Bulk Contraction Assay
Microfluidic devices were prepared as previously described (Foster et al., 2015). Briefly, channel of width 0.9mm and length 18mm were created using AutoCAD 360 (Autodesk) and Silhouette Studio (Silhouette America) software, cut from 125 μm thick tape (3M Scotchcal, St. Paul MN), and adhered to petri dishes. PDMS (Sylgard 184, Dow Corning, Midland, MI) was mixed at a 10:1 ratio, poured onto masters, degassed, and baked overnight at 60° C. Coverslips and PDMS devices were corona treated with air plasma for 1 minute each before bonding. Channels were loaded with a degassed blocking solution composed of 5mg/mL BSA (J.T. Baker, Center Valley, PA) and 2.5% Pluronic-F127 (Sigma, St. Louis, MO) and incubated overnight at 12° C. Channels were further incubated for at least 15 minutes with a solution of 2 mg/mL κ-casein before use.
Taxol stabilized microtubules were made fresh daily as previously described (Nedelec et al., 1997) at a final tubulin concentration of 18.9 μM containing 1.7 μM Alexa-647 or Atto-647 labeled tubulin. Taxol microtubules were diluted 1:19 into a reaction mix such that the final mix was composed of 2.5mM ATP, 20 μM Taxol, DDB at the indicated concentration, and 20% DMSO, all in 1x DDB Buffer. This mix was loaded into a microfluidic channel, sealed using vacuum grease, and imaged immediately using a spinning disk confocal microscope (Nikon Ti2000, Yokugawa CSU-X1), an EMCCD camera (Hamamatsu), and a 2x objective using μManager acquisition software (Edelstein et al., 2010). Images were analyzed using ImageJ and custom written MATLAB software.
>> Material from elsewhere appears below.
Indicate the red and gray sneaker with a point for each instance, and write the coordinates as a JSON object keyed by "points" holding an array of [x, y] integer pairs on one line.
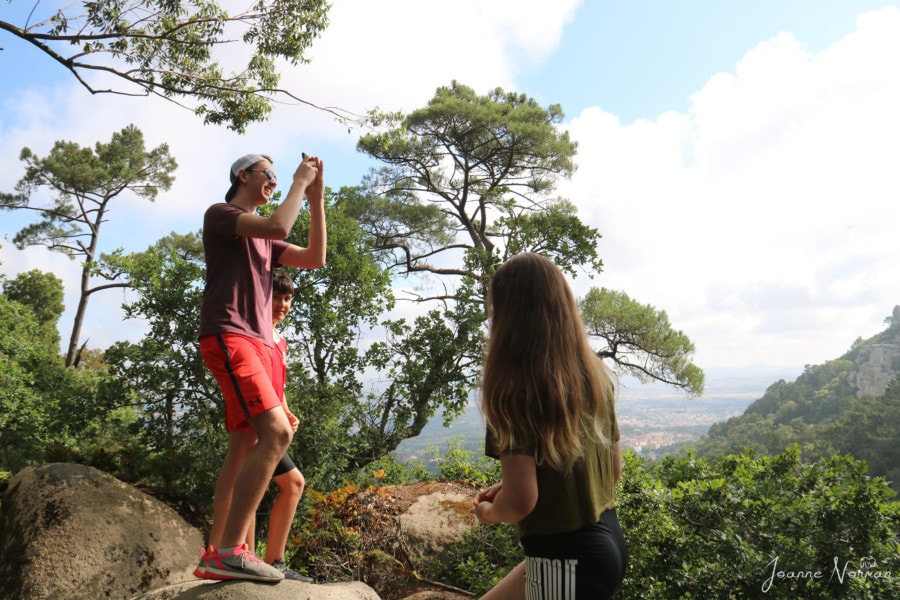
{"points": [[240, 563], [204, 560]]}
To extract the contraction timescale and final fraction contracted, ε(t) curves were fit to a saturating exponential function using time points where ε(t) >0.1 as previously described (Foster et al., 2015). All conditions were repeated on at least 3 separate days, using DDB from 2 separate preparations. A similar protocol was used for GST-hDyn experiments, with Atto-488 labeled tubulin substituted as the labeled tubulin and hGST-Dyn1 buffer consisting of 50 mM Tris, pH 8.0 and 150 mM K-acetate substituted for DDB buffer. hGST-Dyn1 experiments were repeated on 3 separate days.
Acknowledgements
Thanks to Elizabeth Christine Paz for generating the original macros for image analysis. We thank members of the Ori-McKenney lab for critical input during the project and Christina Hueschen and Sophie Dumont for valuable advice and feedback. We thank Bryce Ackermann for help with molecular structures. This work was supported by the Kavli Institute for Bionano Science and Technology at Harvard University, National Science Foundation grant DMR-0820484 to DJN, and startup funding provided by UCD to RJM.